Эта реплика, которая для Бермана становится далеким отголоском пушкинского «Медного всадника», замыкает его анализ «петербургского текста»: «Это настоящая нотка петербургского модернизма, всегда самоироничного, но ясного и мощного, когда это необходимо. Это одинокий, но настойчивый голос маленького человека на необъятной площади: „Ужо тебе!”» И в этом же ряду для Бермана оказываются и другие массы безымянных людей, отдающих свои жизни в борьбе за Модерн в ситуации, когда он, кажется, полностью исчерпал свой исходный импульс. Польская «Солидарность» и филиппинская «Народная власть», утверждает автор книги, — такие же потрясающие достижения модернизма, как «Бесплодная земля» Томаса Стернза Элиота или «Герника» Пикассо. Утверждение, пожалуй, метафорическое, но результат налицо: «Солидарность» сыграла решающую роль в падении авторитарных режимов в соцлагере, а «Народная власть» — в падение филиппинского диктатора Фердинанда Маркоса в 1986 году.

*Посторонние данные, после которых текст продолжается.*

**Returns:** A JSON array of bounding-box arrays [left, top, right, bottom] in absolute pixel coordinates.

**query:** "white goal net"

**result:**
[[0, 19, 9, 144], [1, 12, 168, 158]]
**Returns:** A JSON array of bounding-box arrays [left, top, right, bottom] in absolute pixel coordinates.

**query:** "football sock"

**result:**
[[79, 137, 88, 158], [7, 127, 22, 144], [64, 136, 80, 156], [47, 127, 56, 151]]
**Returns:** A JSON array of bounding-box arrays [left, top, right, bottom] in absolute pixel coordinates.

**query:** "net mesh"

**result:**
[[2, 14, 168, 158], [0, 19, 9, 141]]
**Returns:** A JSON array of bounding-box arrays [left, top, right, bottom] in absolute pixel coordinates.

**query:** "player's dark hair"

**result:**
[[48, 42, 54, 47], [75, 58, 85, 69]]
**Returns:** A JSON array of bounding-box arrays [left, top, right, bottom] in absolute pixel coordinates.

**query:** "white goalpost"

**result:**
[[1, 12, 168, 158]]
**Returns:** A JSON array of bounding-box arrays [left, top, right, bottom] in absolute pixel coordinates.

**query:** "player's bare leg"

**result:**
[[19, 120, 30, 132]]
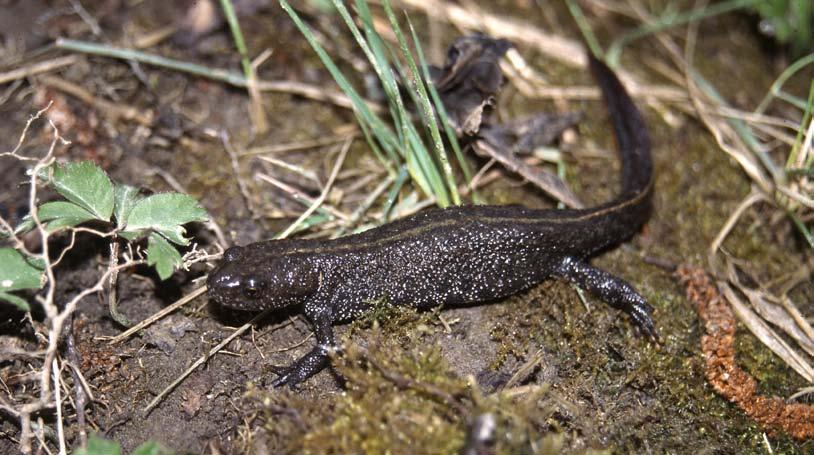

Все это, конечно, не позволяет причислить Бермана к идеологическим предтечам доктрины «Запад и все остальные» — более того, его книга становится слишком актуальной сегодня, когда события в Белоруссии напоминают о том, что народ рано списывать со счетов как коллективный исторический субъект. Кроме того, белорусская революция и по своей природе выглядит совершенно модернистской: против Лукашенко, за четверть века правления так и не избавившегося от колхозной архаики, вышли горожане — главные, по Берману, вершители модернизации. Белоруссия (а вслед за ней, вероятно, и Россия) стоит на пороге большой исторической развилки со всеми неизбежными, но, пожалуй, уже понятными и привычными рисками Модерна — и это само по себе свидетельствует о том, что эта парадигма далеко не исчерпана. Модерн, как примерно в те же годы утверждал немецкий философ Юрген Хабермас, по-прежнему незавершенный проект. Собственно, в этом и заключается весь модернистский пафос книги Бермана:
«Еще рано переворачивать страницу книги „больших нарративов”, в которых человечество выступает „героем-освободителем”: новые субъекты и новые деяния появляются каждый день... В книге „Все твердое растворяется в воздухе” я попытался обрисовать перспективу, в рамках которой всевозможные культурные и политические движения оказались бы частью одного процесса: то, как модерные люди защищают свою честь в настоящем — даже в скверном и жестоком настоящем — и право контролировать свое будущее; стараются создавать в современном мире места, где они могли бы чувствовать себя свободно. С этой точки зрения борьба за демократию, которая разворачивается во всем современном мире, имеет центральное значение для смысла и силы модернизма».